Friday, March 22, 2024

Some Family Legends

Some Family Legends

 

 

 

          Playing Chicken with Earl

 

My father, Earl Hellerstein, told me this story when I was a young lad, many years after it happened. It was a home-front war story. During World War 2, my Dad served on a secret mission. His mission was to truck supplies for the armed forces. He did not know why he was trucking those supplies, for he did not need to know; but he did need to know what those supplies were, and where he was going. The truck he drove was full of high explosives. His destination was a secret weapons laboratory, in a small town in the American Southwest, named Los Alamos.

He did not know then, but he knew by the time that he told me this tale, that he was working for the Manhattan Project. Young me hung upon his words, wide-eyed.

It was a long drive, through boring empty desert. An approaching driver chose to break the boredom. He shifted into Dad’s lane and stayed there. And stayed there, and stayed there. He was playing chicken!

Decades later, I blurted, “What did you do?!

My father mimicked holding a steering wheel. He said, “I did nothing at all. I kept driving, as if nobody was in my lane, and pretty soon, nobody was.”

Young me had two realizations.

First, that the other guy (and it was certainly a guy) made five mistakes:

1. He played chicken...

2. ... with an Army truck...

3. ... filled with high explosives...

4. ... for the Manhattan project...

5. ... driven by my Dad.

The second realization was that it’s a miracle that I exist!

Since then I have realized that I have no proof that this incident ever occurred, but nonetheless I know for certain, from personal experience, that my father was that stubborn.

 

 

 

Noncompliance

 

        Right after World War Two, my father went to Japan as a doctor for the Occupation Army.

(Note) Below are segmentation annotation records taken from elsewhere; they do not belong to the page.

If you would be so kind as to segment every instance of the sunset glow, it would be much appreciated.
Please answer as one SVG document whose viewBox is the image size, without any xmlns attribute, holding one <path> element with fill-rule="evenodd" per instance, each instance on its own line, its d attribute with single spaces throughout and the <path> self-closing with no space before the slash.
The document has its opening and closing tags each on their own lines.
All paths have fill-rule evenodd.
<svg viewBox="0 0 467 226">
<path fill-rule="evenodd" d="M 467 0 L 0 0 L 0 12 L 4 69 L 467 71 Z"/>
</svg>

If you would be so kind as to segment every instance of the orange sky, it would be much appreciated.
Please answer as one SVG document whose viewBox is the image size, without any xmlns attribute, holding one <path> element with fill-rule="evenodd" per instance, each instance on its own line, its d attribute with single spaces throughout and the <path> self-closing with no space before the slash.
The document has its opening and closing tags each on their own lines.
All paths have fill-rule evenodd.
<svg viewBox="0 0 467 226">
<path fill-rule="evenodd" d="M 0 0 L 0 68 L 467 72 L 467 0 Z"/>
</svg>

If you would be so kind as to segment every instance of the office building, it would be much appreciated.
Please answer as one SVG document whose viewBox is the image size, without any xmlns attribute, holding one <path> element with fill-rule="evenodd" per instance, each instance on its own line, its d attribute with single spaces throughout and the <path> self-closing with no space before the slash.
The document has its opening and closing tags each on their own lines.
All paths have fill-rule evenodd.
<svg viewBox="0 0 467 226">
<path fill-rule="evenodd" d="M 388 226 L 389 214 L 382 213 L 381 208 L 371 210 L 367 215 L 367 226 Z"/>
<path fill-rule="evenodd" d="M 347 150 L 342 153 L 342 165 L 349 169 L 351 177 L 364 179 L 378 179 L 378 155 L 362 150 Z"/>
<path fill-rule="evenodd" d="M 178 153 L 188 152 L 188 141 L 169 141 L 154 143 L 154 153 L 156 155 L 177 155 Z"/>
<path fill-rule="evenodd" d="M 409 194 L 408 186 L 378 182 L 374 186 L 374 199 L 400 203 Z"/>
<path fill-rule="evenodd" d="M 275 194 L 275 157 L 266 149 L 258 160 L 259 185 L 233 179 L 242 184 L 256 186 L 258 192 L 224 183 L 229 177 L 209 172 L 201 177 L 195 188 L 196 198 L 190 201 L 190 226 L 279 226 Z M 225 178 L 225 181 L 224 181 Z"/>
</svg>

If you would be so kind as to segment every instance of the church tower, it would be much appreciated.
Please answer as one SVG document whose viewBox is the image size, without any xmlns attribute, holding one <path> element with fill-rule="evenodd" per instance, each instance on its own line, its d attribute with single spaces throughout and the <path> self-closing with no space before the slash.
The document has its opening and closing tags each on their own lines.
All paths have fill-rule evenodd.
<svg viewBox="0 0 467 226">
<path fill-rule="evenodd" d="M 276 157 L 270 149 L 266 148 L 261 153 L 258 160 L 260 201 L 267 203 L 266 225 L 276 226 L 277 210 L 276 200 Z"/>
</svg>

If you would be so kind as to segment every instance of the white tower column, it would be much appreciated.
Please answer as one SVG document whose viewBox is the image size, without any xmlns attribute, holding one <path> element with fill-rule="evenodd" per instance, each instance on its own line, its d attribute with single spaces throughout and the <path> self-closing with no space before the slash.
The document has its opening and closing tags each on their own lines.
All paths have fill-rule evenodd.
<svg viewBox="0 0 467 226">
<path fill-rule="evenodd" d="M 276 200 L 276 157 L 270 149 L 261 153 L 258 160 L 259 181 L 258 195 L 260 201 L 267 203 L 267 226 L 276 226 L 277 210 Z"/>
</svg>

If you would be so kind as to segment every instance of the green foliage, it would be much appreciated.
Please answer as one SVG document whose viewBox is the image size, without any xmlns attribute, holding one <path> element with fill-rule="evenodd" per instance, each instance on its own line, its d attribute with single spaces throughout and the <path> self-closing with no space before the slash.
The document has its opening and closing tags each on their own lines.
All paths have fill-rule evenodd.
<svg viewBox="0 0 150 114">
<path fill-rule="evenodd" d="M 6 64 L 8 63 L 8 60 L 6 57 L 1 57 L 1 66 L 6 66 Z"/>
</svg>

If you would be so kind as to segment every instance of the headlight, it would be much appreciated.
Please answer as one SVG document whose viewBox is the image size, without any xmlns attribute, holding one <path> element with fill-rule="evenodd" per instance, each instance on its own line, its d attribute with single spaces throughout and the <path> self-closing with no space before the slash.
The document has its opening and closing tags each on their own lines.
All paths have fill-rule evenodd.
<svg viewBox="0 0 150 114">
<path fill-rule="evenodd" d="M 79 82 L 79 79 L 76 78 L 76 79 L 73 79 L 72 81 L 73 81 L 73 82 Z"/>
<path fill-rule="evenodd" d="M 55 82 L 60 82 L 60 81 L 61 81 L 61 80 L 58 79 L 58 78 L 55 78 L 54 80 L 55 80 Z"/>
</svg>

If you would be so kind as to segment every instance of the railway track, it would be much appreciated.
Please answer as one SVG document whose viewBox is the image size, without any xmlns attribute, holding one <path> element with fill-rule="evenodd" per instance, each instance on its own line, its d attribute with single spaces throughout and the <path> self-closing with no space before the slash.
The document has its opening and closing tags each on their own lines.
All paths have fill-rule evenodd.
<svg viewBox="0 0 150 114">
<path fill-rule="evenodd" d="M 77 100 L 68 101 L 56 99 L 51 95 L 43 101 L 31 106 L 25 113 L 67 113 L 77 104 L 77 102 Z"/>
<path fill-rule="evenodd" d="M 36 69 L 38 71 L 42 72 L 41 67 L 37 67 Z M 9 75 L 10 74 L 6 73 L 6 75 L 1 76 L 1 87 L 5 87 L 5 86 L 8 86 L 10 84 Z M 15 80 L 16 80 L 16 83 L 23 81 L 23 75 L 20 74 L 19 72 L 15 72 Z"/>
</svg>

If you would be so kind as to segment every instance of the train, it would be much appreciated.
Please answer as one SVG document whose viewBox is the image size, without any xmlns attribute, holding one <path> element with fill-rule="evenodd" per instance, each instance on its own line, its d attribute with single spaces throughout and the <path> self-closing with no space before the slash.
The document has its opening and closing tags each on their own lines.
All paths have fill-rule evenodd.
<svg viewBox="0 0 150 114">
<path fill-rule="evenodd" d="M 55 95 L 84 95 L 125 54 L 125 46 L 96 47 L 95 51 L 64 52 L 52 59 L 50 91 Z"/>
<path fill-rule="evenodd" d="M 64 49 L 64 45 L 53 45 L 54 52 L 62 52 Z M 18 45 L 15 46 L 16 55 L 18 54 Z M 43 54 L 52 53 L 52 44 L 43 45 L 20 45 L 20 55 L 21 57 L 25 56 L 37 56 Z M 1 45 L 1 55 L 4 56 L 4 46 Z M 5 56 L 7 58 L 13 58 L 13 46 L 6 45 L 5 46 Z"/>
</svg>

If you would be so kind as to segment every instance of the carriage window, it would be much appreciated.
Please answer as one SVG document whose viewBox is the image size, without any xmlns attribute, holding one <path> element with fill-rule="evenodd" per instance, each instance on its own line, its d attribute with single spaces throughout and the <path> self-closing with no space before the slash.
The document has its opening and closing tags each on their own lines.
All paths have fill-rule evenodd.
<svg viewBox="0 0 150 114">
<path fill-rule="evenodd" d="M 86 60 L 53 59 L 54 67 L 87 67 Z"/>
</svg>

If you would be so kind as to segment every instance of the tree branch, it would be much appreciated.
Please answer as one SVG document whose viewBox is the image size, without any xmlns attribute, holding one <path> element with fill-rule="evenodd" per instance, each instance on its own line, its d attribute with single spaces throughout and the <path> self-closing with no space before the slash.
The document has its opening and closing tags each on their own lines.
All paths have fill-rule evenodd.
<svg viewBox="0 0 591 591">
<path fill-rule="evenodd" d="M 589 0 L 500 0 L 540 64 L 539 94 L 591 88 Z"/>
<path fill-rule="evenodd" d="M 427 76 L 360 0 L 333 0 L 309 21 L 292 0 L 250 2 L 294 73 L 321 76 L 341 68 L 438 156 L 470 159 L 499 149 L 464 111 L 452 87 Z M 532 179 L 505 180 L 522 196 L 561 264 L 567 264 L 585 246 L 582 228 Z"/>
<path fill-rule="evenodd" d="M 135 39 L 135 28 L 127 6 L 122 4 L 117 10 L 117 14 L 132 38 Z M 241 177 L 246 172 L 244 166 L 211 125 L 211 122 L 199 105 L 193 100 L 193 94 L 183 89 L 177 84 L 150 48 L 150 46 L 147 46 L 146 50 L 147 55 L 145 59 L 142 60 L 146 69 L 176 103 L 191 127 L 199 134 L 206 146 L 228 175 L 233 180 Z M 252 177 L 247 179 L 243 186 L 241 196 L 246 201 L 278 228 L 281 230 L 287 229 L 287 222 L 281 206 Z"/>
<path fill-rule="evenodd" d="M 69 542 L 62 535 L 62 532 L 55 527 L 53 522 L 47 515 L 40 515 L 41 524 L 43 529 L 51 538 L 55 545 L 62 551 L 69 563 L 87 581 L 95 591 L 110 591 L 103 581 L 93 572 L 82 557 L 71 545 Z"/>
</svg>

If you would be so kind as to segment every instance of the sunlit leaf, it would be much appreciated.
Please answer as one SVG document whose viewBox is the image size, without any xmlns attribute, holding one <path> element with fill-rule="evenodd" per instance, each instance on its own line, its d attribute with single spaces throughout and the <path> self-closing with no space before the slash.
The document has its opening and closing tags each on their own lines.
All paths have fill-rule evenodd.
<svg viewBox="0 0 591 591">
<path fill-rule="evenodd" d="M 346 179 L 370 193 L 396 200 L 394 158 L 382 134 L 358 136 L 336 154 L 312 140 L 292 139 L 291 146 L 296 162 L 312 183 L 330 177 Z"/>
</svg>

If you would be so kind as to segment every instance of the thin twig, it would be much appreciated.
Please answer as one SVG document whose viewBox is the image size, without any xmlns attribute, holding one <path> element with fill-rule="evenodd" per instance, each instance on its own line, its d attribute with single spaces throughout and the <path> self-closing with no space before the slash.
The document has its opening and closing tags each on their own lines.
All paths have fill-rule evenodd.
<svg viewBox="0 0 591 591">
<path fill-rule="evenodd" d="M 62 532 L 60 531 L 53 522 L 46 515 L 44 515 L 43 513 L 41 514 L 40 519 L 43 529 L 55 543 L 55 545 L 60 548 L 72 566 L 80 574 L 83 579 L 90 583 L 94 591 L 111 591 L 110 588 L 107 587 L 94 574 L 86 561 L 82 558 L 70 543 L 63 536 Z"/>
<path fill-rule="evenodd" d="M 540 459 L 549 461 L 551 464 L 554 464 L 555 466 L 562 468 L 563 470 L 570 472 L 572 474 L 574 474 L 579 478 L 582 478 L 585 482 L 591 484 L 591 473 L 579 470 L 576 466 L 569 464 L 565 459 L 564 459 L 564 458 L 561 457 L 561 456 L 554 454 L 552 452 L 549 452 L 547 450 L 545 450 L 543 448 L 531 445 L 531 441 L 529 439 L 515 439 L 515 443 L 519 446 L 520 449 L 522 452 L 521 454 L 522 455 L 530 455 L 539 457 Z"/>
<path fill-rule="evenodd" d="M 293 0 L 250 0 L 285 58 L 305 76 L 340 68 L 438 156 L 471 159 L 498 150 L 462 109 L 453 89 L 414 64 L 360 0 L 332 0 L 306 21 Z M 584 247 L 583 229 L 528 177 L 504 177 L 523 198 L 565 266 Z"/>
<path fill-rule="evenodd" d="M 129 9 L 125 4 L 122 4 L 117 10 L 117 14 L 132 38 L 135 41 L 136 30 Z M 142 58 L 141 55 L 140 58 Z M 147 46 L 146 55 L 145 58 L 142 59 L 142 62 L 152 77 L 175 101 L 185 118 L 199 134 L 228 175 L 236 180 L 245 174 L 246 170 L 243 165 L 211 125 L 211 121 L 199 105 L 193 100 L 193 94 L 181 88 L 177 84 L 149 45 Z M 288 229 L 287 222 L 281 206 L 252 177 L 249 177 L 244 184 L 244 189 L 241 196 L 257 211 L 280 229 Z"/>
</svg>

He brought along his wife Marjorie, his daughter Deborah, his young son Marc, and his then-youngest son Dan. (Seth and I were yet to be born.)

        Aboard the ship, Earl found Marc repeatedly throwing a paper airplane towards an open porthole. Marc threw, missed, and retrieved the airplane, threw, missed, retrieved. Marc said to Earl, “Try to throw this airplane through that porthole.” Dad aimed, threw, and the airplane went straight through.

        Marc started to cry. Dad asked why, and Marc said “I told you to try to do it, not to do it!”

 

 

 

        Objection

 

        One weekend day, Marjorie was running a slide projector in our living room. Click-chunk. “This is Deborah when she was a baby.” Click-chunk. “This is Marc when he was a baby.” Click-chunk. “This is Daniel when he was a baby.” Click-chunk. “This is Seth when he was a baby.” Click-chunk. “This is Nathaniel when he was a baby.”

        Young me yelled, “I WAS NEVER A BABY!”

        In my defense, I didn’t remember being a baby. Dear reader, do you? I guess we’ll both have to take it on faith.

 

 

 

     Born Yesterday

 

          Hannah reports:

        “Mom told me a story that when I was a newborn, just two days old, she spent a good amount of time just holding me and telling obvious lies. ‘The moon is made of cheese’ is the main one I remember. Years later, when I asked her why, she gleefully said it was because just then I, the clueless infant, was literally born yesterday.”

       

 

 

 

Requirements

 

A couple of years later, I, her father, sat infant Hannah on a tiny potty-chair. I told her that we require only three things from her: that she learn to walk, that she learn to talk, and that she learn to poop in a potty. I advised her, “Learn just those three things, and we will accept you as human.”